Aleppo est infatti non è un sobborgo dove i civili ostili al regime possono essere trasferiti altrove, qui la soluzione è più drastica: annientare la popolazione, liquidare fisicamente i ribelli e i civili che li sostengono, bombardare indiscriminatamente fino alla resa. O forse fino all’ultimo uomo, dato che a causa dell’assedio l’esodo di massa dei profughi si è interrotto e non ci sono vie di fuga. Questa strategia, secondo l’Economist, non farà che aumentare il settarismo, anche religioso.
Non ci si deve nemmeno aspettare un’azione concreta per fermare il bagno di sangue nell’immediato futuro. Secondo la registrazione audio di un incontro tra il Segretario di Stato USA John Kerry e alcune organizzazioni umanitarie e della società civile siriana, Kerry ha espresso la sua frustrazione per la rigida posizione dell’amministrazione Obama nel non intervenire in Siria, ammettendo di aver sostenuto l’uso della forza ma di “aver perso la discussione”.
È lecito al contrario aspettarsi un’escalation di brutalità senza precedenti, la stessa che sta già rendendo Aleppo il simbolo del fallimento del diritto internazionale e dell’Onu.
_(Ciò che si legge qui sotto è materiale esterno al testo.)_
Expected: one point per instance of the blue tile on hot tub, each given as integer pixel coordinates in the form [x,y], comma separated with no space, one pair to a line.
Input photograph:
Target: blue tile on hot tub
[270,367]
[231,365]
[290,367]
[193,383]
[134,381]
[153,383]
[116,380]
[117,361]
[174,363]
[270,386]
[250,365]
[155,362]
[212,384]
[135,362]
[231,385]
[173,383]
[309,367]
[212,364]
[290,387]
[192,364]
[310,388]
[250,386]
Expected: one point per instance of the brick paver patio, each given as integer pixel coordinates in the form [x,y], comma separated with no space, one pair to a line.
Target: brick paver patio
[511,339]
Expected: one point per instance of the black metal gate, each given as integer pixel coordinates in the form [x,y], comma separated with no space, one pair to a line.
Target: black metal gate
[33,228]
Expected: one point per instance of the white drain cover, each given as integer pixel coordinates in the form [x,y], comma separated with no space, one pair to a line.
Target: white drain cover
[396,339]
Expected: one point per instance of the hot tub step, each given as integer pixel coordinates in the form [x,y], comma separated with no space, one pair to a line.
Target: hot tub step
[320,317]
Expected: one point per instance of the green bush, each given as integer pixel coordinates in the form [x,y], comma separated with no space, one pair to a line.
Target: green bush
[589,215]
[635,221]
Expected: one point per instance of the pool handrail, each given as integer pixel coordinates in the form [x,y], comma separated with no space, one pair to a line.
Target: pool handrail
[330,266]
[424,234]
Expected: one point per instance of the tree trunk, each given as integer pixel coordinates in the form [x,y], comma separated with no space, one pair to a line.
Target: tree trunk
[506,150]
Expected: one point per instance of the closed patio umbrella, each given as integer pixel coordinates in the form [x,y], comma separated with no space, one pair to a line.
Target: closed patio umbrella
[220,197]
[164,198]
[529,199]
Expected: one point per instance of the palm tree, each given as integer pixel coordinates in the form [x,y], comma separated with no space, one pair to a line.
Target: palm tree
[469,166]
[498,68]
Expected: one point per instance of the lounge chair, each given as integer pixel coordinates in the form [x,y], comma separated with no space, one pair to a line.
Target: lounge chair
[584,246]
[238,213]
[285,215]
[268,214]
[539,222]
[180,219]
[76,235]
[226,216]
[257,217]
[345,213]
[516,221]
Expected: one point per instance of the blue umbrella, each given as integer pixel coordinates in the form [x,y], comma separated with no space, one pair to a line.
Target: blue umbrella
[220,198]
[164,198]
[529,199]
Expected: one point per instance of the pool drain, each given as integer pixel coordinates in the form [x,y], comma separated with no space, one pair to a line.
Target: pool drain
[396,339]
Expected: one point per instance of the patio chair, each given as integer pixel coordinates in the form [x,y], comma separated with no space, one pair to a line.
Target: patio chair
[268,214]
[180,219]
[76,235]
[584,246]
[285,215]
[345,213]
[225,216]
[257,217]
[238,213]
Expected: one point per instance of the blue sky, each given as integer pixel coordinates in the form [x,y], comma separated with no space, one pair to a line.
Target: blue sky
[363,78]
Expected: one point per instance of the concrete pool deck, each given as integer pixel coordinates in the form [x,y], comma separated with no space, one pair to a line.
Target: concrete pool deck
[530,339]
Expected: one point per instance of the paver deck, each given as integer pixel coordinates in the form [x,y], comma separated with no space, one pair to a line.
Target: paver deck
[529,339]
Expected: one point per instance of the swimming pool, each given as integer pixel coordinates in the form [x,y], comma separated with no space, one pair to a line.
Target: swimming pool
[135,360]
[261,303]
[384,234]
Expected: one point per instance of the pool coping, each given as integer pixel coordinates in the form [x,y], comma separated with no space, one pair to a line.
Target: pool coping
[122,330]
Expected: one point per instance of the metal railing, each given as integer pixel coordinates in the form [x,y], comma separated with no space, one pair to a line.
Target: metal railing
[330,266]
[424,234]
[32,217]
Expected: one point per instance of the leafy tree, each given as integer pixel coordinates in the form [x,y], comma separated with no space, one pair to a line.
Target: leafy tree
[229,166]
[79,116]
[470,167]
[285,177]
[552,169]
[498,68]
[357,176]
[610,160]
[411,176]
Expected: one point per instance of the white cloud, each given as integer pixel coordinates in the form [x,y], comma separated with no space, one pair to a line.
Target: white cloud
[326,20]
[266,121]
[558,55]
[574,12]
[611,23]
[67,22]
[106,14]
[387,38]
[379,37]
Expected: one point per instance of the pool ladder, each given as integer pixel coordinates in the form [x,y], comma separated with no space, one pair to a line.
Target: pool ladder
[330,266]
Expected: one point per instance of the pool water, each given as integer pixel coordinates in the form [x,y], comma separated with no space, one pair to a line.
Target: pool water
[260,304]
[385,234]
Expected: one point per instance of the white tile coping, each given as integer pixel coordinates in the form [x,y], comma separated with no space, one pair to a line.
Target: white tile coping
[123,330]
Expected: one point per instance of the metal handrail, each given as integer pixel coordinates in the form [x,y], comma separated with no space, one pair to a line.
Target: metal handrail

L’inviato Speciale Onu de Mistura ha parlato di “bombardamenti inumani e barbari”, il Segretario Generale dell’Onu Ban Ki-Moon ha detto che Aleppo est “è peggio di un mattatoio”, il Coordinatore degli aiuti umanitari Onu Stephen O’Brien ha parlato di “bombardamenti scioccanti” e di “un livello di ferocia che nessun essere umano dovrebbe mai sopportare”.
Russia e Siria sono accusate di crimini di guerra ma negano (anche negare è una strategia) o addirittura ridono delle accuse, come ha fatto l’ambasciatore siriano all’Onu Bashar Jaafari che alla domanda di un giornalista circa il bombardamento degli ospedali gli ha riso in faccia senza nemmeno fermarsi.
È un fatto però che le uniche aviazioni in volo sopra Aleppo siano russe e siriane e i fatti, al di là della retorica politica, dimostrano che ad Aleppo si stanno commettendo aberranti crimini di guerra, gli stessi definiti dall’art. 8 dello Statuto della Corte Penale Internazionale, gli stessi che la Commissione Internazionale Indipendente d’Inchiesta sulla Siria ha accertato in innumerevoli rapporti, gli stessi che lo scorso marzo hanno portato alla condanna di Radovan Karadzic, l’ex presidente serbo-bosniaco condannato per 11 accuse di crimini di guerra, tra cui il bombardamento indiscriminato di Sarajevo.